[Question]: Json serialization inquiries
Question
Is there a particular reason for why when saving articles to json (for example by specifying save_to_file in the crawling or by using the Article.to_json() method) things like the URL of the articles and/or the specific publisher the articles came from are not included? Or maybe they are and I am being mistaken?
In any case, I was also wondering if the Image attribute is also already supported in the serialization, because I've got some errors when trying to serialize articles containing that attribute (but I am not filing it as a bug cause I am not sure whether it was a mistake in my devel env)
@ruggsea Thanks for catching that. While the Image object is serializable, we missed a bug in the articles' to_json method causing these issues. I will work on a fix for this.

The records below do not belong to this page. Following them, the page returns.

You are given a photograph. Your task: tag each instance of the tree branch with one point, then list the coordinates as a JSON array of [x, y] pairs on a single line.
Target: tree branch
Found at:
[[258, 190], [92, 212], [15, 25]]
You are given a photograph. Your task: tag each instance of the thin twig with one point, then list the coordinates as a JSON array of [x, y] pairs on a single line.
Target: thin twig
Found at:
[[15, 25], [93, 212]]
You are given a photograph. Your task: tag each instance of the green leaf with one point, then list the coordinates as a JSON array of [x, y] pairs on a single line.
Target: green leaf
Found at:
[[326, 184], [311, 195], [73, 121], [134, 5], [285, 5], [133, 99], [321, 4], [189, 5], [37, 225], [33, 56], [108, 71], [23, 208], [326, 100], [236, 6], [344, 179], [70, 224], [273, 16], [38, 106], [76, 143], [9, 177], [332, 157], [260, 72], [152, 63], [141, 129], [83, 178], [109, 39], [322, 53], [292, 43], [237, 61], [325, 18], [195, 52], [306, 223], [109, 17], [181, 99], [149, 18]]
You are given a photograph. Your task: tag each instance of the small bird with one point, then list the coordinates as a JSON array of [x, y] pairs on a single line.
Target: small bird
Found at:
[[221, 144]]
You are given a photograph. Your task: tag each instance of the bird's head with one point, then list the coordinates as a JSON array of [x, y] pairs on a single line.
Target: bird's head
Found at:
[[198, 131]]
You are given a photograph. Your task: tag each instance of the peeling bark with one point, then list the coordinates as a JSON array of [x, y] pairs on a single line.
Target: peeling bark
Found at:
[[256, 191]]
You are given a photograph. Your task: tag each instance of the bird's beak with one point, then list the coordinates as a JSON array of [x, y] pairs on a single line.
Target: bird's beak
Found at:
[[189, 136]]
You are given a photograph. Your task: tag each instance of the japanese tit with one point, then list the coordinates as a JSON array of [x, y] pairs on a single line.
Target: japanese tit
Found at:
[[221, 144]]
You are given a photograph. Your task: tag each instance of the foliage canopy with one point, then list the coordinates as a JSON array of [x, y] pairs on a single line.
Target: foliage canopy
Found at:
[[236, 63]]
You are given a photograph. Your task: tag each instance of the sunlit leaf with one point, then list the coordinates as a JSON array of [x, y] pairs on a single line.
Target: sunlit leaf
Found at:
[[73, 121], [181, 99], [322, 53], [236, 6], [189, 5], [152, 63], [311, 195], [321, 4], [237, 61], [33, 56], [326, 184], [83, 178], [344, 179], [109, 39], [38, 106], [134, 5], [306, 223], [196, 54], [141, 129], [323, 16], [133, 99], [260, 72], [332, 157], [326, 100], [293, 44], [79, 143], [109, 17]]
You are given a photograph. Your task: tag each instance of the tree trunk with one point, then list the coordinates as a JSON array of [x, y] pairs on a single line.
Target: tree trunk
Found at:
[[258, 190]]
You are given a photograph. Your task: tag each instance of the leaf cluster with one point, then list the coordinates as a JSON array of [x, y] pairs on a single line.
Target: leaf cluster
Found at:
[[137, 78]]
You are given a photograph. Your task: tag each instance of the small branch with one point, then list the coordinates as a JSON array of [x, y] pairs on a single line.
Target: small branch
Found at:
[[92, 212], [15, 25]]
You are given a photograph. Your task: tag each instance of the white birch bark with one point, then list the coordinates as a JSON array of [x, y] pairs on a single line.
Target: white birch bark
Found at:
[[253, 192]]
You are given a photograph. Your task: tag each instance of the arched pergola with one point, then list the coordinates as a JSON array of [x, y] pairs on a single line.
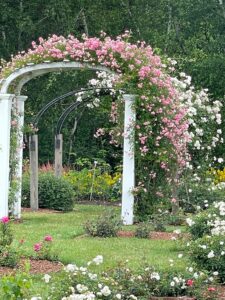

@ruggsea I opened a "quick" fix for the image serialization within articles.
Is there a particular reason for why when saving articles to json (for example by specifying save_to_file in the crawling or by using the Article.to_json() method) things like the URL of the articles and/or the specific publisher the articles came from are not included? Or maybe they are and I am being mistaken?
No, you're right. They are not included. The HTML object is currently not serialized and while spending some time with this issue I realized the best way here would be to rewrite the serialization and maybe switch to pydantic for that reason. I will continue working on this issue, but for now, the HTML object is not serializable.